According to the Centre for Future Work, employment remains lower than before the pandemic in some other occupations, including community and personal services, sales workers and labourers. “These uneven occupational effects have exacerbated inequality: those who lost work, on average, earned less and experienced greater job insecurity before the pandemic,” it says.

“Some industries are still experiencing lower employment than before the pandemic hit, including hospitality, information and communications, and arts and recreation. “Job losses in manufacturing continue to worsen, despite the recovery in the rest of the economy after May – belying the government’s pledge to strengthen domestic manufacturing after the pandemic.”

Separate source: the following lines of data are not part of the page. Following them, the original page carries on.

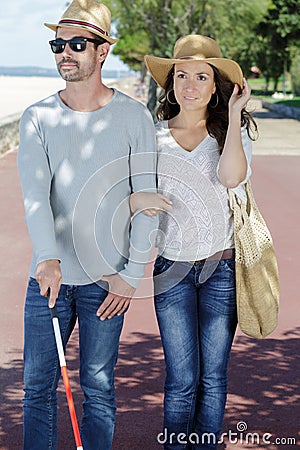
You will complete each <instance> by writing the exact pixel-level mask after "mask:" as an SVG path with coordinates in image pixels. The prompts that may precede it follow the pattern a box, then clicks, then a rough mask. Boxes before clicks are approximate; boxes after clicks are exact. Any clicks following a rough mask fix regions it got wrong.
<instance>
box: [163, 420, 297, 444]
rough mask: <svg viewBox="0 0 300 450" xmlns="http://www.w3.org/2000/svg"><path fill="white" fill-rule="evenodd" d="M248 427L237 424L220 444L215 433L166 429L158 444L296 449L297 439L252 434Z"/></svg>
mask: <svg viewBox="0 0 300 450" xmlns="http://www.w3.org/2000/svg"><path fill="white" fill-rule="evenodd" d="M247 429H248V425H247V423H246V422H244V421H240V422H238V423H237V424H236V430H234V431H233V430H228V432H226V433H222V435H221V437H220V438H219V440H218V442H216V439H217V438H216V436H215V435H214V434H213V433H203V434H202V435H201V436H200V435H198V434H197V433H191V434H189V435H187V434H186V433H178V434H176V433H169V434H168V431H167V429H166V428H164V430H163V432H162V433H159V434H158V435H157V442H158V443H159V444H167V443H168V444H175V443H176V444H182V445H186V444H194V445H195V444H216V443H218V444H222V443H223V442H227V443H230V444H233V445H234V444H239V445H249V444H250V445H266V444H273V445H286V446H293V448H295V447H296V438H295V437H274V436H273V435H272V434H271V433H263V434H259V433H250V432H248V431H247Z"/></svg>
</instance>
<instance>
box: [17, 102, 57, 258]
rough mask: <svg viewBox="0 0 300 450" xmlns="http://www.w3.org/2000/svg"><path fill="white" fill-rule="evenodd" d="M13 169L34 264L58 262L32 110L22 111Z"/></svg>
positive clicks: (49, 181)
mask: <svg viewBox="0 0 300 450" xmlns="http://www.w3.org/2000/svg"><path fill="white" fill-rule="evenodd" d="M17 165H18V171H19V177H20V182H21V187H22V194H23V201H24V208H25V218H26V223H27V227H28V231H29V235H30V239H31V242H32V245H33V251H34V253H35V256H36V260H37V264H38V263H40V262H42V261H45V260H48V259H58V260H60V255H59V254H58V251H57V247H56V239H55V232H54V220H53V214H52V209H51V204H50V190H51V178H52V176H51V170H50V166H49V161H48V156H47V153H46V148H45V143H44V142H43V139H42V137H41V132H40V127H39V122H38V119H37V117H36V114H35V108H34V107H30V108H28V109H27V110H25V112H24V113H23V115H22V117H21V121H20V145H19V150H18V156H17Z"/></svg>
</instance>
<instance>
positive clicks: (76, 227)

The government introduced an industrial relations bill to parliament just before the Christmas break that would, among other things, create a right for casual employees to request to become permanent after 12 months. But the bill states that if a casual employee is misclassified and a court finds they are owed entitlements because they perform regular, permanent work, the casual loading already paid is subtracted from the employer’s liability. This retrospective change could wipe out claims worth up to $39bn. The Centre for Future Work says the government’s bill would liberalise casual work and allow permanent part-time workers to be treated like casuals. “These measures will accelerate the surge of insecure work – and ensure that the next economic shock will have even more unequal effects than this one did,” the report says.

The separate polling commissioned by the Australia Institute provides an insight into people’s perceptions of 2020. The 1,018 respondents were presented with 11 words or phrases and asked which best described the year just gone. The most popular choice (19%) was “unprecedented”, followed by “terrible” (14%), “tragic” (12%) and “exhausting” (12%). The respondents were also presented with a range of option of changes that they would keep from 2020 if possible. The most popular choices included less work travel (35%), increased funding for mental health and family violence services (33%) and working from home arrangements (32%).

The executive director of the Australia Institute, Ben Oquist, said: “Tellingly, last on Australians’ wish-list for the new year is the government’s much-vaunted ‘gas-led recovery’ which only 6% of Australians selected as something they’d like to keep from 2020.”